La Commission pouvait-elle revenir en arrière et réexaminer les prestations du prestataire après les avoir versées?

[45] Oui. La Commission avait le pouvoir de réexaminer l’admissibilité du prestataire aux prestations.

[46] Le prestataire a dit qu’il devrait avoir droit aux prestations d’assurance-emploi parce que la Commission savait qu’il était aux études à temps plein lorsqu’elle a décidé initialement de lui verser des prestations.

[47] Il a déclaré qu’il suivait un programme d’études à temps plein dans sa demande et l’a répété dans ses déclarations d’assurance-emploi. Il a parlé à plusieurs membres du personnel de la Commission qui l’ont assuré qu’il était admissible aux prestations d’assurance-emploi pendant ses études. Il a été franc et honnête avec la Commission au sujet de ses études. La Commission ne devrait pas pouvoir annuler sa décision après lui avoir versé des prestations.

[48] Le prestataire souligne aussi les changements que le gouvernement fédéral a faits pour accroître l’accès à l’assurance-emploi en raison des répercussions de la COVID-19. Il fait valoir que ces changements doivent permettre une interprétation plus large de son admissibilité, alors qu’il étudiait pour faire avancer sa carrière en soins de santé.

[49] Il est vrai que le gouvernement fédéral a apporté des changements temporaires pour faciliter l’accès aux prestations pendant la pandémie de COVID-19. En mars 2020, le gouvernement a notamment réduit le nombre d’heures d’emploi assurable nécessaire pour être admissible aux prestations et augmenté certains montants de prestations d’assurance-emploi.

[50] Toutefois, dans le cadre de ces mesures temporaires, le gouvernement a également confirmé que les personnes qui étudient à temps plein ne peuvent pas toucher de prestations à moins de prouver qu’elles sont disponibles pour travaillerNote de bas de page 14. La loi prévoit aussi que la Commission a le pouvoir de réexaminer une demande à tout moment après le versement des prestations, afin de vérifier si la personne était disponibleNote de bas de page 15.

[51] Je reconnais que le prestataire s’est fait dire par plusieurs membres du personnel de la Commission qu’il était admissible aux prestations. Je ne doute pas qu’on lui ait donné cette information. Malheureusement, la Cour d’appel fédérale a établi que des renseignements erronés reçus de la Commission ne peuvent dégager une personne de l’application de la loiNote de bas de page 16. La Cour a également déclaré qu’il faut respecter la loi même si la Commission a commis des erreursNote de bas de page 17.

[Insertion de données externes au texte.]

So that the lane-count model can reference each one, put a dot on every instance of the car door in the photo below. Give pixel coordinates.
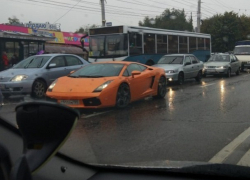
(187, 67)
(139, 83)
(196, 66)
(58, 70)
(73, 63)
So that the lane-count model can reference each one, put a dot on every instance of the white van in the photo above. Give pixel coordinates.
(242, 52)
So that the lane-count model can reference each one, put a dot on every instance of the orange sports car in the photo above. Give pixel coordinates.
(108, 84)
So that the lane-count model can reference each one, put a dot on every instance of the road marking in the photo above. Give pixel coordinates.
(228, 149)
(95, 114)
(245, 160)
(207, 85)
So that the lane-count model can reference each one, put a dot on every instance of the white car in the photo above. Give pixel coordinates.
(179, 67)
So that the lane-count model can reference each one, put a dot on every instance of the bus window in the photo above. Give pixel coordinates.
(116, 45)
(96, 46)
(183, 44)
(135, 44)
(201, 44)
(192, 44)
(173, 44)
(207, 44)
(149, 43)
(162, 44)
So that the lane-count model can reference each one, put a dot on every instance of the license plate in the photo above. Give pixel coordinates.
(69, 102)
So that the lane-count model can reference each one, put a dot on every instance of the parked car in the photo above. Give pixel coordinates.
(34, 74)
(222, 64)
(108, 84)
(179, 67)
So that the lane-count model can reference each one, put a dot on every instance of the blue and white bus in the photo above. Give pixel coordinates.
(145, 45)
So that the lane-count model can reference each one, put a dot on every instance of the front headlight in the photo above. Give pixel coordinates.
(19, 78)
(103, 86)
(170, 71)
(52, 86)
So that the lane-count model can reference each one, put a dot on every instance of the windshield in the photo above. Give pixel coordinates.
(220, 58)
(165, 81)
(241, 50)
(109, 46)
(99, 70)
(33, 62)
(171, 60)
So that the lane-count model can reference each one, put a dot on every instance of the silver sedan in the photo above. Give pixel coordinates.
(179, 67)
(34, 74)
(222, 64)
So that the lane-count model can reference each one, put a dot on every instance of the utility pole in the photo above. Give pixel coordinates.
(199, 16)
(103, 13)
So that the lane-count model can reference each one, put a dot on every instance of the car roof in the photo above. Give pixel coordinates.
(55, 54)
(178, 54)
(116, 62)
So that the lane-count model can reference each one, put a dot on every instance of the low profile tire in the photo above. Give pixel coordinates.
(6, 96)
(38, 89)
(228, 75)
(180, 78)
(238, 72)
(123, 96)
(162, 88)
(198, 77)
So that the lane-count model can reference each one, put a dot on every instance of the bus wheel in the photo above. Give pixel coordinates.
(150, 62)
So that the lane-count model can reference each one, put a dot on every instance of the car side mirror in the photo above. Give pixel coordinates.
(134, 73)
(52, 65)
(187, 63)
(44, 126)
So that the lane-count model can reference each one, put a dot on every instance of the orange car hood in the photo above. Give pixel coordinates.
(87, 85)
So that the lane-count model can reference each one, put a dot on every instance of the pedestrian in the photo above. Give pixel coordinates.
(5, 60)
(14, 60)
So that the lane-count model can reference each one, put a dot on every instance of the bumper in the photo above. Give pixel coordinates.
(214, 71)
(172, 77)
(23, 87)
(84, 100)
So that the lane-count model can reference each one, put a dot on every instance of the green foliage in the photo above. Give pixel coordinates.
(226, 29)
(170, 19)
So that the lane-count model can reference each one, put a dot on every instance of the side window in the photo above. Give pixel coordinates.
(133, 67)
(125, 73)
(59, 61)
(72, 61)
(187, 60)
(143, 68)
(194, 60)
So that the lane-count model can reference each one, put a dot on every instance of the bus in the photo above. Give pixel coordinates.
(145, 45)
(242, 52)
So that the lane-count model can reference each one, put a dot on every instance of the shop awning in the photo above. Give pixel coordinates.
(25, 36)
(63, 49)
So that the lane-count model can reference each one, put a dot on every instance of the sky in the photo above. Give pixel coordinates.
(72, 14)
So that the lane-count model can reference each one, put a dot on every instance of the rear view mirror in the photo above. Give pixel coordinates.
(44, 127)
(134, 73)
(52, 65)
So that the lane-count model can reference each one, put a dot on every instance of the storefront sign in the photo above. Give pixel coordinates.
(46, 26)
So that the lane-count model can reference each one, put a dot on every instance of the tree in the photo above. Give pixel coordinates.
(14, 20)
(85, 29)
(226, 29)
(170, 19)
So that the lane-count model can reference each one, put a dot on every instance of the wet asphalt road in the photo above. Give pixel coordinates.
(194, 122)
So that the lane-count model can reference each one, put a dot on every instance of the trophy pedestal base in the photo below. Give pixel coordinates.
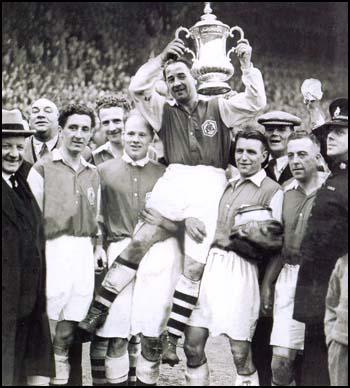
(213, 88)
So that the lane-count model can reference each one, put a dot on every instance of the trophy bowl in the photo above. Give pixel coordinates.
(212, 66)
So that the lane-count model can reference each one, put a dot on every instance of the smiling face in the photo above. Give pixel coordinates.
(12, 153)
(44, 117)
(249, 155)
(337, 143)
(277, 138)
(303, 157)
(137, 137)
(112, 122)
(76, 133)
(181, 84)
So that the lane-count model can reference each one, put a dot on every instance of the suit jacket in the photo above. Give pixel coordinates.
(325, 240)
(23, 284)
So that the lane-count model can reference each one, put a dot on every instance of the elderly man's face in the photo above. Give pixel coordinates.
(302, 158)
(44, 117)
(337, 143)
(277, 137)
(12, 153)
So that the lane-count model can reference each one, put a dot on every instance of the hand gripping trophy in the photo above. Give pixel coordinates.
(211, 64)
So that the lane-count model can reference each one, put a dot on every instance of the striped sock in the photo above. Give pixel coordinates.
(198, 376)
(184, 300)
(98, 352)
(134, 350)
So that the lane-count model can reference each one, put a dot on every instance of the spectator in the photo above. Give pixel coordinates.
(27, 353)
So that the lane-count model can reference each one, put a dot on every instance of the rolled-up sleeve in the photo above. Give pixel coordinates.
(244, 106)
(142, 91)
(36, 184)
(276, 205)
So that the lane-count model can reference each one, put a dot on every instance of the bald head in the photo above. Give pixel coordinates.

[52] Je suis liée par ces décisions. Je suis sensible à la situation du prestataire, mais je ne peux pas ordonner à la Commission de lui accorder des prestations d’assurance-emploi s’il n’y a pas droit.

Le prestataire doit-il rembourser les prestations?

[53] Oui. Le prestataire doit rembourser les prestations auxquelles il n’avait pas droit.

[54] Le prestataire a affirmé que s’il n’avait pas droit aux prestations, la Commission a commis une erreur en les lui versant. Il a été honnête au sujet de ses études dès le début de sa demande. Le personnel de la Commission lui a dit qu’il était admissible à ces prestations.

[55] La loi prévoit qu’une personne qui a touché des prestations auxquelles elle n’était pas admissible doit rembourser toute somme versée par la CommissionNote de bas de page 18.

[56] Je n’ai aucun doute que le prestataire a agi honnêtement dans tous ses échanges avec la Commission. Malheureusement, peu importe la responsabilité de la Commission dans le versement des prestations, le prestataire est tenu de rembourser la somme reçue.

[57] Je n’ai pas le pouvoir d’effacer ou d’annuler le trop-payé ni d’ordonner à la Commission de le faire. Ce pouvoir appartient à la CommissionNote de bas de page 19.

[58] Le prestataire peut demander à la Commission d’annuler son trop-payé. Si la Commission refuse, il peut faire appel à la Cour fédérale. Et si le remboursement lui cause des difficultés financières, il peut communiquer avec le Centre d’appels de la gestion des créances de l’Agence du revenu du Canada afin de s’informer sur les mesures offertes pour alléger sa dette.

Conclusion

[59] Le prestataire n’a pas démontré qu’il était disponible pour travailler au sens de la loi. C’est pourquoi je conclus qu’il ne peut pas recevoir de prestations d’assurance-emploi.

[60] Par conséquent, l’appel est rejeté.